The promotions come as the number of inspections, summonses and violations are down in recent years, according to the Mayor’s Management Report.
The bureau can issue FDNY summonses for minor infractions, such as a missing fire extinguisher. There are worse infractions, such as blocked exits in schools, which could mean criminal court summonses, William Romer of North Merrick, 57, who was promoted from deputy chief inspector to chief inspector at the ceremony, said in an interview after the ceremony.

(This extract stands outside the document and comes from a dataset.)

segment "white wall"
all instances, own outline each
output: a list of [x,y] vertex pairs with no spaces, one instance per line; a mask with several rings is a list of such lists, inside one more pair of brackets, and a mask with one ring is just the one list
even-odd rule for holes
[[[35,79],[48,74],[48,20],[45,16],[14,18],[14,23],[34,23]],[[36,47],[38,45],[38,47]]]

He has been with the FDNY’s Bureau of Fire Prevention since 1993 and has been a volunteer firefighter with several departments on Long Island, including Wantagh, Hempstead, Manhasset-Lakeville and North Bellmore.
“I’ve always wanted to be a fireman, ever since I was a little kid. My father was an honorary member in Hempstead. My grandfather was a fireman. So I grew up living it on Long Island my whole life, so when I turned 18, I joined the volunteer fire department,” he said.
He said he had also worked for a fire extinguisher company, giving him knowledge that helped when he took the test to be hired at the FDNY bureau.
His duties have included inspecting fire alarms in high-rise buildings, supervising the loading of fireworks, and working in the laboratory unit, which deals with hospitals’ storage of chemicals, and handling of compressed gasses and bulk oxygen.
The bureau’s jobs are filled using a separate test from the firefighting and emergency medical services.
According to the most recent Mayor’s Management Report, the civilian fire prevention personnel completed 149,300 inspections in fiscal year 2022, issued 29,456 violations, with 25,521 violations corrected, and 220 summonses issued, according to the 2023 Mayor’s Management Report.
The correction rate of violations for the most recent year, 76%, is down from previous years: It was 83% in fiscal year 2021, 86% in fiscal year 2020 and 87% in fiscal year 2019. The number of summonses issued has also gone down: 7,225 in fiscal year 2019, 3,827 in fiscal year 2020, 1,521 in fiscal year 2021 and 220 in fiscal year 2022. The number of violations has also been dropping. It was 65,201 as recently as fiscal year 2019, according to a previous management report.